Meg hardly listened to her. "I want to know what they're saying! I want to know what it means."

"Try, Charles," Mrs. Whatsit urged. "Try to translate. You can let yourself go, now. You don't have to hold back."

"But I can't!" Charles Wallace cried in an anguished voice. "I don't know enough! Not yet!"

"Then try to work with me and I'll see if I can't verbalize it a little for them." (4.85-92)

It's mysterious how the process of learning this strange language works – it's not as if Charles Wallace is thumbing through a dictionary or putting a babelfish in his ear. It seems that all that's needed for him to pick up this new language is time and attention – it's almost as if it's something he already understands, he just has to match up the new means of expression with what he already knows.

Quote #5

Silence again. Not a word. It was as though the shadow had somehow reached out with its dark power and touched them so that they were incapable of speech. (4.138)

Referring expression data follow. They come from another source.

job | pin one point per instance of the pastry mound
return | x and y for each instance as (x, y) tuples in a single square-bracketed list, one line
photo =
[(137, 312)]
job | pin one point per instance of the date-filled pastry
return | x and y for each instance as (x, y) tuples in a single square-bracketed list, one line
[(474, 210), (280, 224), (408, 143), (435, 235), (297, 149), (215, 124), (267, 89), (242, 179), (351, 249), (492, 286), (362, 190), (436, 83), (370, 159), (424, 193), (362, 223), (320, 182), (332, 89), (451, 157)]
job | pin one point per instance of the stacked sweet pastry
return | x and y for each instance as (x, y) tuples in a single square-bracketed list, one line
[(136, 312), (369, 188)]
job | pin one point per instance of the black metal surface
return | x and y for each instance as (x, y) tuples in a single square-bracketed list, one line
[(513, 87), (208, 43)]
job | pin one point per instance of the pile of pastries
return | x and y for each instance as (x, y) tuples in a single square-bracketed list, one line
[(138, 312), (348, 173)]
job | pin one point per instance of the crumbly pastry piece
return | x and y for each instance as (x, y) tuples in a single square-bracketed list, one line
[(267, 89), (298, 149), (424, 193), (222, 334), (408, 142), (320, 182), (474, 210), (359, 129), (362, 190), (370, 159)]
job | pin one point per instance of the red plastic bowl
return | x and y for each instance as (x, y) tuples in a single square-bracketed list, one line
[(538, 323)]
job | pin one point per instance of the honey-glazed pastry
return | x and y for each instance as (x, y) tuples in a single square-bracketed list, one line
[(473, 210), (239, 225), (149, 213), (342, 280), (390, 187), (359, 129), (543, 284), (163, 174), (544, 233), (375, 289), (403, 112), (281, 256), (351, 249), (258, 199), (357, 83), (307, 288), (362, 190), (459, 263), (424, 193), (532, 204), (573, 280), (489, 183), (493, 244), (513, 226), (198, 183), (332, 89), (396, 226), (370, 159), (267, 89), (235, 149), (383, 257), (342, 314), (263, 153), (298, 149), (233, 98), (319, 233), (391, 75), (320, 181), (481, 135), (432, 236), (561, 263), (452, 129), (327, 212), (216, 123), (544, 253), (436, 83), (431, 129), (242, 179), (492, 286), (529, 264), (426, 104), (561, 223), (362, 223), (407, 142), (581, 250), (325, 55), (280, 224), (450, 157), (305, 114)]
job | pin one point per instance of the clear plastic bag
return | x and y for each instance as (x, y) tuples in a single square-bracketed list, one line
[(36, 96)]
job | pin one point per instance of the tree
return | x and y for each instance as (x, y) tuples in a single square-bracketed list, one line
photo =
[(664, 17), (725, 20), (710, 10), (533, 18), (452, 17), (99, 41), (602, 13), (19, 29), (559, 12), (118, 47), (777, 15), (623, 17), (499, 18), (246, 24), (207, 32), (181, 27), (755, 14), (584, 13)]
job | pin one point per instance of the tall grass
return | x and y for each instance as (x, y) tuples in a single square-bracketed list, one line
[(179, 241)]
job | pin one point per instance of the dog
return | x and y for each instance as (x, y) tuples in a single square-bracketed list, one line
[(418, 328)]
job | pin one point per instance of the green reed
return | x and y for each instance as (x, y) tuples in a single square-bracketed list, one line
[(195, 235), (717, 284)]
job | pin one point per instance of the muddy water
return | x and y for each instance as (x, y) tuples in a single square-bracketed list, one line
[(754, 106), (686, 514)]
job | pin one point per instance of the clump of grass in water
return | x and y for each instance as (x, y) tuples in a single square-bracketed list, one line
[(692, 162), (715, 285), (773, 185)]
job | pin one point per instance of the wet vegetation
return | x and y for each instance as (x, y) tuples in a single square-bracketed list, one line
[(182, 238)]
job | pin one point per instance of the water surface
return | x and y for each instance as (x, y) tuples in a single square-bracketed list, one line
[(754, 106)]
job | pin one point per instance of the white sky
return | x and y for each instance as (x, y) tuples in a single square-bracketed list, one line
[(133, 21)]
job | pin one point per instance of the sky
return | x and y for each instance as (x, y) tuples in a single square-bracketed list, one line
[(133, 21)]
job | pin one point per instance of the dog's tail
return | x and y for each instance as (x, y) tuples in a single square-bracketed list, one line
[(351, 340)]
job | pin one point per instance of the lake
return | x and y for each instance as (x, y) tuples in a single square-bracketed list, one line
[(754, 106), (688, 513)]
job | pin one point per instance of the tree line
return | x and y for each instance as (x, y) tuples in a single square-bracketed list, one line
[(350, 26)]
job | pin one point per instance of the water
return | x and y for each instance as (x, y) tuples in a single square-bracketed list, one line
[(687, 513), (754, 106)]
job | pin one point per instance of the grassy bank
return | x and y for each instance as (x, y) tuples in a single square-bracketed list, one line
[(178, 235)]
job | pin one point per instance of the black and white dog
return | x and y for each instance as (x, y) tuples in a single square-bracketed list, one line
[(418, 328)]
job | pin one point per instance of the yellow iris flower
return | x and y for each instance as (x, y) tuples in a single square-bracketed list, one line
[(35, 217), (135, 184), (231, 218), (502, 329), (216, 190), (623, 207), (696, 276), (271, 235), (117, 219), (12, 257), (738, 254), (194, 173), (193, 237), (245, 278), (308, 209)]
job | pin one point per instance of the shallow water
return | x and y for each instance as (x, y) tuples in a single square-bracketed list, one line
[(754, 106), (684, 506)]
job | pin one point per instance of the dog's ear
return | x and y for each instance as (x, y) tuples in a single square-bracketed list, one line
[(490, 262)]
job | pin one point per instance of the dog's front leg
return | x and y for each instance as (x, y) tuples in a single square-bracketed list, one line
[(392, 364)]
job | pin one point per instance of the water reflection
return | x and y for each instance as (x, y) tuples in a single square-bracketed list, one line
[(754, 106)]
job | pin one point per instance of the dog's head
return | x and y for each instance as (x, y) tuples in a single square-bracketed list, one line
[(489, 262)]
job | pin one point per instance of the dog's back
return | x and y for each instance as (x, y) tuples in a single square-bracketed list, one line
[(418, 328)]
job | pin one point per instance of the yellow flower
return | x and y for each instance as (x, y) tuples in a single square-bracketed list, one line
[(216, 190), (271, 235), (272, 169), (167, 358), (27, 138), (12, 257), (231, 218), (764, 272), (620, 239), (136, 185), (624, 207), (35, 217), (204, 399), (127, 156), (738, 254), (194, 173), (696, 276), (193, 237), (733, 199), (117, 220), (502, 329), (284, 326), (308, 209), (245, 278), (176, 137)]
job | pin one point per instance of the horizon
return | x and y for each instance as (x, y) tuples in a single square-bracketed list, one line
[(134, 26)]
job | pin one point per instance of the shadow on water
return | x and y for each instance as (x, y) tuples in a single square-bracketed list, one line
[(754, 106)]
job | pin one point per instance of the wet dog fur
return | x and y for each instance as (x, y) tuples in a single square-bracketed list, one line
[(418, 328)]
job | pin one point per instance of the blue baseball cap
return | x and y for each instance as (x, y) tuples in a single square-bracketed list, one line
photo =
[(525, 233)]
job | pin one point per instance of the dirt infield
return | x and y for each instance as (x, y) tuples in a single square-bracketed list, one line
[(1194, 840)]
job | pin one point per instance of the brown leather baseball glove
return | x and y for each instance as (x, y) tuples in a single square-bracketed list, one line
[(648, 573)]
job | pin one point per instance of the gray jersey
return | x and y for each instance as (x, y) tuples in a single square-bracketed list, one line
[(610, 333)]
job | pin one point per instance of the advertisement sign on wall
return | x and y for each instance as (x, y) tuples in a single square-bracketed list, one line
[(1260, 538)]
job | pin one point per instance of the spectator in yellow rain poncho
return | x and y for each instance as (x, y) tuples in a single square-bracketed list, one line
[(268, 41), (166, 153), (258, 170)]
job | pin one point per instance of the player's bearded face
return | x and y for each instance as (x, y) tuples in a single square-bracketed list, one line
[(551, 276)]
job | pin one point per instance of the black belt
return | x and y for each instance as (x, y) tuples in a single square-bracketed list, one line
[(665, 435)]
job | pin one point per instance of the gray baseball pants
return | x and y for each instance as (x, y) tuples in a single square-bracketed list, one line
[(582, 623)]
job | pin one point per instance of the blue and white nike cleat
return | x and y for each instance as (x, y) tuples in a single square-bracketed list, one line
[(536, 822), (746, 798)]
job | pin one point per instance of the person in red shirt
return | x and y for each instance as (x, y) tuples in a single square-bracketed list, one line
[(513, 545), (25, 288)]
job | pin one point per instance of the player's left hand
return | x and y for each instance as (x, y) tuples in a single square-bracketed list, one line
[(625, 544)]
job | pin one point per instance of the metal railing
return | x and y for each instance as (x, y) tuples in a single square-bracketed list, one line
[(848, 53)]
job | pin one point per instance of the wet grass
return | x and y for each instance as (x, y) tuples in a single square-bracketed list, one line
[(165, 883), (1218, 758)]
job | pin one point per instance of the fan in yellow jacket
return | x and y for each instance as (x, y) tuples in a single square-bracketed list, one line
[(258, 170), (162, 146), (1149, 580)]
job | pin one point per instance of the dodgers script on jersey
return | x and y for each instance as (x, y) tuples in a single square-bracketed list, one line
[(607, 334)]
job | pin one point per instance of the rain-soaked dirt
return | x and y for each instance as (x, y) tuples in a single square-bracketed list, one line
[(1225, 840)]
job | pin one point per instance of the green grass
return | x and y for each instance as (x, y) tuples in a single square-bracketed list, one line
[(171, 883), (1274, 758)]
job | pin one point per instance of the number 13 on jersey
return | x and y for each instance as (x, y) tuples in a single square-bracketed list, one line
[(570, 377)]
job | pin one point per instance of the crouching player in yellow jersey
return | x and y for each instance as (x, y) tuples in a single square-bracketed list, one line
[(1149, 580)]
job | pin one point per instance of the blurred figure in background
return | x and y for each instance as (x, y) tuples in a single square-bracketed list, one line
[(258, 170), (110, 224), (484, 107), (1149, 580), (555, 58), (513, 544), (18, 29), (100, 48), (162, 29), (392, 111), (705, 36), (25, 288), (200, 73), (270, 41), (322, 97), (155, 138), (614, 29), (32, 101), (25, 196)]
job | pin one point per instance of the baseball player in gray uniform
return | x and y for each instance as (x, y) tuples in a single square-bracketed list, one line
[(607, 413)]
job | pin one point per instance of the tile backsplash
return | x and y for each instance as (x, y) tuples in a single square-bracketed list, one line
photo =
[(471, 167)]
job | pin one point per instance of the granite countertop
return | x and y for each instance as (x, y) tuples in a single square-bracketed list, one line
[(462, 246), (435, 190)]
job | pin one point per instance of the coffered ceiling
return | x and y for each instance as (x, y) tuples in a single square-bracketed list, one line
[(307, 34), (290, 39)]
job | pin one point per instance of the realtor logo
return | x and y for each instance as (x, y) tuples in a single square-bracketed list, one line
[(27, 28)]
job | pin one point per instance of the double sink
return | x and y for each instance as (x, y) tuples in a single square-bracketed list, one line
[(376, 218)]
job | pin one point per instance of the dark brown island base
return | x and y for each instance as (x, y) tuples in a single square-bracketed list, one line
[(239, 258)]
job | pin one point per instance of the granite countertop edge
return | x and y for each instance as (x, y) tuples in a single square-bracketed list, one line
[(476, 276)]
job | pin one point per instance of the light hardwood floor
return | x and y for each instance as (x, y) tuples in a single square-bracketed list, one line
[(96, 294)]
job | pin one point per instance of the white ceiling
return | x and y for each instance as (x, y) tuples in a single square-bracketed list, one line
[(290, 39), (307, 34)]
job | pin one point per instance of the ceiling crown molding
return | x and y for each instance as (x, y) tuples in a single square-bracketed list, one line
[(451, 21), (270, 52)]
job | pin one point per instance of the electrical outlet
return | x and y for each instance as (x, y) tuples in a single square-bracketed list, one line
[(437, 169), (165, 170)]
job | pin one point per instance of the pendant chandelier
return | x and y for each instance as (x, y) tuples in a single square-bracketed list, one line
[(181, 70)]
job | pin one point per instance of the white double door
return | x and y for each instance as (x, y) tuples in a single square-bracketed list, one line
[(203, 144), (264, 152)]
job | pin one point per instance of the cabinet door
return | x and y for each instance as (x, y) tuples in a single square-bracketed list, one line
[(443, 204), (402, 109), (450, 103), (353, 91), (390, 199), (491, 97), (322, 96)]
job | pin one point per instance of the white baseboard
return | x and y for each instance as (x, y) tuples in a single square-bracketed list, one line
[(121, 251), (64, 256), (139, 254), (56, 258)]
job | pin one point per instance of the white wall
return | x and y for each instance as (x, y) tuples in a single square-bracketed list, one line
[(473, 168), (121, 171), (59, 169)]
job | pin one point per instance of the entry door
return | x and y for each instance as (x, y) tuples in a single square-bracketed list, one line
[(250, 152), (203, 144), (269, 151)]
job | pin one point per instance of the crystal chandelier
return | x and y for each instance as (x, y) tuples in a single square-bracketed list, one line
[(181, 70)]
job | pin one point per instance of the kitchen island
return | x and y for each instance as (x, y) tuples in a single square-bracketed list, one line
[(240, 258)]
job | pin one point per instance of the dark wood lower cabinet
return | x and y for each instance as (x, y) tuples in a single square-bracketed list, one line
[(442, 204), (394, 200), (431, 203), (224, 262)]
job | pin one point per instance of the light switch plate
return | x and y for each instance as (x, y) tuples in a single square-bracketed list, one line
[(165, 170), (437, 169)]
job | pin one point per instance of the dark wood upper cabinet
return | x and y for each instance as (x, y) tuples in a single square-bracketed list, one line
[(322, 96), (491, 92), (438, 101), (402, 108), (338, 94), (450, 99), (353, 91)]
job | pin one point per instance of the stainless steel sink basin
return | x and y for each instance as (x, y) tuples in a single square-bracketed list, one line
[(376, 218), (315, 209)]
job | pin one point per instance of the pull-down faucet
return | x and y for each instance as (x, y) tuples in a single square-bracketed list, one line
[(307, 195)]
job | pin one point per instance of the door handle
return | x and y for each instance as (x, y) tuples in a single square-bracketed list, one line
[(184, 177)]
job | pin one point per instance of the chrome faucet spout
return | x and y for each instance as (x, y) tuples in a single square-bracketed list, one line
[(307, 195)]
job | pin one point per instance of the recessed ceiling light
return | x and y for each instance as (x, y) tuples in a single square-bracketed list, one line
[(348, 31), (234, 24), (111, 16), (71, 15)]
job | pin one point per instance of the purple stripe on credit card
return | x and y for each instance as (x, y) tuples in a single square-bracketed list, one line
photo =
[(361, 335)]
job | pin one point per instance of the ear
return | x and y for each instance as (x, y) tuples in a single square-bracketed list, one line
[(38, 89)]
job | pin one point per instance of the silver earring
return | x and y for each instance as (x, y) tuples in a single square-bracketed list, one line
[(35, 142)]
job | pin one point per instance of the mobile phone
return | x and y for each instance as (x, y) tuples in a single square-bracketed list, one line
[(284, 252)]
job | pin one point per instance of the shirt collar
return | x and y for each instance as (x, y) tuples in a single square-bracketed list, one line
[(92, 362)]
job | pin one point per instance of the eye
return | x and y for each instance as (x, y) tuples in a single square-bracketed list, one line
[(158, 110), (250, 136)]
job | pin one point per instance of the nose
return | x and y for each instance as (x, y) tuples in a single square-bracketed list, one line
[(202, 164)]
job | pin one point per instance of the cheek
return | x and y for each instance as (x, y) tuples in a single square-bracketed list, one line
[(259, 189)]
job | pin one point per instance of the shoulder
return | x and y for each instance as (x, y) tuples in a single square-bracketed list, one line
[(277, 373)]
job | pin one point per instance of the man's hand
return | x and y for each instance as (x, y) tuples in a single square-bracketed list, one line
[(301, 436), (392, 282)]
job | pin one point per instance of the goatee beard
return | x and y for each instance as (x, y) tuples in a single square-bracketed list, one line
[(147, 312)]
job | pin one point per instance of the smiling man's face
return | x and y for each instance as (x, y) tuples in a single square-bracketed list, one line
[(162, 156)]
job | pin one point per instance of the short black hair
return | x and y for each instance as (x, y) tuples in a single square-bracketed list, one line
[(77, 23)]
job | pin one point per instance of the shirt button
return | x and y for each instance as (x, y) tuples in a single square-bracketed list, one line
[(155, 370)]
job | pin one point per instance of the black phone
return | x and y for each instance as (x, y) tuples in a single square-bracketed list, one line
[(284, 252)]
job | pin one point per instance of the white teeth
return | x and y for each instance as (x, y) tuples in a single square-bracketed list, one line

This might be foreshadowing the way that the humans fight against IT with words: nursery rhymes, snatches of historical documents, etc.

Quote #6

Mrs. Whatsit sighed. "Explanations are not easy when they are about things for which your civilization still has no words." (5.10)

How do you explain something without words? It seems like Meg & Co. are engaged in a perpetual game of charades, trying to figure out what's going on around them without being able to just talk it out.